2. The contract stipulated the following:
Article (4)
“2. It shall pay a monthly salary of ILS 12,500 (twelve thousand Shekel) to the Second Party at the end of each calendar month.”
“3. It shall give the Second Party the following benefits (if any): housing allowance: the First Party shall provide the Second Party with: _*_ as a transportation allowance, _*_ as a bonus, _*_ as a travel ticket and any other benefits agreed upon by the Parties.”
“6. It shall provide insurance to cover cases of illness, treatment, injury and disability or death throughout the duration of the Contract. Insurance coverage shall include the cases whose effects still extended after the expiration of the Contract.”
“Article (6):
The First Party shall not stop paying the Second Party’s salary, reduce thereof or terminate the Contract due to the injury of the player during or as a consequence of playing the matches or training. All rights the Second Party has before the injury shall continue until the expiration of the Contract or he is cured, whichever is later, without prejudice to the Second Party’s right to claim a compensation for the disability resulted from the injury according to FIFA Regulations on Status and Transfer of Players or this Contract, whichever is better for the player.”
Competence of FIFA and admissibility of the claim
3. The Respondent contested FIFA’s competence to entertain the matter, as it deemed that the case lacked international dimension.
4. According to the club, the player has a Palestinian and was registered with the football association under his Palestinian nationality.

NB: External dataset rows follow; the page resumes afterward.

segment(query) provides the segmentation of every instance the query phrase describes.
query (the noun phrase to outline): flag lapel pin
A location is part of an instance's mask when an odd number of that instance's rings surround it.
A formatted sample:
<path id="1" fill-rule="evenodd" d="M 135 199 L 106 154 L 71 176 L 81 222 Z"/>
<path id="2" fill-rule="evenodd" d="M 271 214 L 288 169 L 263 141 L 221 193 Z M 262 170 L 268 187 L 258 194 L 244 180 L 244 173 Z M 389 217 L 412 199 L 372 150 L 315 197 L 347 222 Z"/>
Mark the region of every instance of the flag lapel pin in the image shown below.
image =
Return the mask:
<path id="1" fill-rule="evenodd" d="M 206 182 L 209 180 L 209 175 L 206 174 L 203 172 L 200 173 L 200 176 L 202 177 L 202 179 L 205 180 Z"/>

5. The Player, however, insisted on FIFA’s competence as the player also has an Israeli passport and therefore, deemed that the matter concerns a case with a Palestinian club and an Israeli player.
6. After having been requested to inform FIFA under which nationality the player was registered within the Palestinian Football Association (hereinafter: PFA), the PFA confirmed that the player was registered under his Palestinian nationality.
Overview of the case
7. On 13 July 2019, the player sent to the club an official warning, stating the following:
“4. My client was injured during the training in your club on 05/01/2019. The injury was a tear in the left adductor muscle, causing the player to be out of action for eight weeks. Please find attached document issued by the medical center of the club.
5. The club and its officials committed violations and defaults from the first month of the player’s injury, as they have breached the contract, especially clause 6 of the first party’s obligations which provides that the first party (the club) shall provide: “insurance to cover cases of illness, treatment, injury and disability or death throughout the duration of the Contract. Insurance coverage shall include the cases whose effects still extended after the expiration of the Contract.”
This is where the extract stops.